Enhancing an ecosystem

We built upon Google Workspace and added functionality and new products that made life for employees and external users easier. I led efforts to connect ideas together and look for synergy with existing products.

I directed my team to create a modified design system that enabled our teams to quickly iterate on new ideas and standardize the look of our experiments across the Workplace Suite.

We leveraged overlays in Chrome extensions to understand if our ideas resonated with users prior to integrating them natively into the product.

Designing our future

We created new products in areas like Well-being to better align communication expectations. This project was called user manuals. I developed and facilitated the process to validate these ideas.

Creating new products

Seamless integration

We leveraged our Chrome extension framework to integration our tooling, like the user manual preferences into tools like Chat, Gmail, and Calendar.

These tools improved well-being by 30%.

CSAT was always 80%+.

Final Designs

Many of the features were natively integrated into Workspace for external users. Emoji integration was the most popular idea we built.

Our virtual connections tools improved collaboration by 20% and increased a feeling of connectedness by 87%.

Adoption of our tooling internally was 90% within nine months.

We also build new products, like Shortcut that helped employees book meetings on the fly and navigate around the office.

Shortcut had a CSAT of 92% on both iOS and Android.

66% are 28 daily active users

I collaborated with 22 senior leads and ~82 full-time employees across 21 products, and 9 sub-teams across Munich, Sunnyvale, and New York. We build a desk booking system from the ground up within 3 months.

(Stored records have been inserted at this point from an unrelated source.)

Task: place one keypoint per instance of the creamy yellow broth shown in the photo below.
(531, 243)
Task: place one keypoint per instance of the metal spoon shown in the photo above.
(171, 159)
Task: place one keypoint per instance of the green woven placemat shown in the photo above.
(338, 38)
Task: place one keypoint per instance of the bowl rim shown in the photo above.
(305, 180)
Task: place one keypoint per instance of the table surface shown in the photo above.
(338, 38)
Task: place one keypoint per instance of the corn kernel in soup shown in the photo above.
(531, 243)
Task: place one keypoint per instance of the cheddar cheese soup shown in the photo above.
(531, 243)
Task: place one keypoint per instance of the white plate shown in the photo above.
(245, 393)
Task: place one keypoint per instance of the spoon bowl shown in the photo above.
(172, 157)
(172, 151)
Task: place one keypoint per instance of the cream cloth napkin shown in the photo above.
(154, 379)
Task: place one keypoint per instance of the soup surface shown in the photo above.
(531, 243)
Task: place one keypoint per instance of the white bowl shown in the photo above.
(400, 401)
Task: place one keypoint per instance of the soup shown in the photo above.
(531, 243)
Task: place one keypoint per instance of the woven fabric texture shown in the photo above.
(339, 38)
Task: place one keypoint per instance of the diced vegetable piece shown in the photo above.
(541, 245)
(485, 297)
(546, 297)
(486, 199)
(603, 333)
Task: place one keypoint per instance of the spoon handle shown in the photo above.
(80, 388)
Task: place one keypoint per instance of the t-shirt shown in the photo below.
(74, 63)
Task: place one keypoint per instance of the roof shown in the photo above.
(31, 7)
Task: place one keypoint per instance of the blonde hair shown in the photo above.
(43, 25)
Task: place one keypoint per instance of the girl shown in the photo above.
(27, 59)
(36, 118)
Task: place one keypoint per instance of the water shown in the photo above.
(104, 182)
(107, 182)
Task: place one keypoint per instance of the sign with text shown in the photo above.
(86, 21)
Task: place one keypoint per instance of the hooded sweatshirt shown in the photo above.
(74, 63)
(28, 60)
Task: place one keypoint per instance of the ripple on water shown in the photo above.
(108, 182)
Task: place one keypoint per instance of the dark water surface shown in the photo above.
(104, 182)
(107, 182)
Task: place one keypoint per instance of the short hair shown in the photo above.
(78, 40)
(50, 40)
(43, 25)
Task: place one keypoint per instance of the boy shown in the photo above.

The tool has enabled 160k+ total office visits, during the first year in use, across 86 offices in the Americas, APAC, and EMEA. The CSAT was 92%.

It won the Core Tech Impact Award in 2021.

We also integrated an auto booking tool within Calendar. These tools made an additional 161K of hours of new space per month available for meetings.

What I learned.

A healthy culture is foundational to a team’s success. The pandemic challenged us all in new ways. Collectively, we sometimes got caught up in the work so much that we forgot we were human and three dimensional. Maintaining and building relationships with a distributed team is critical to enable trust and to grow skillsets.

Fail fast and experiment often. There was one experiment that we all got caught up in and had the team work 7 months on, only to find that it didn’t truly resonate with users.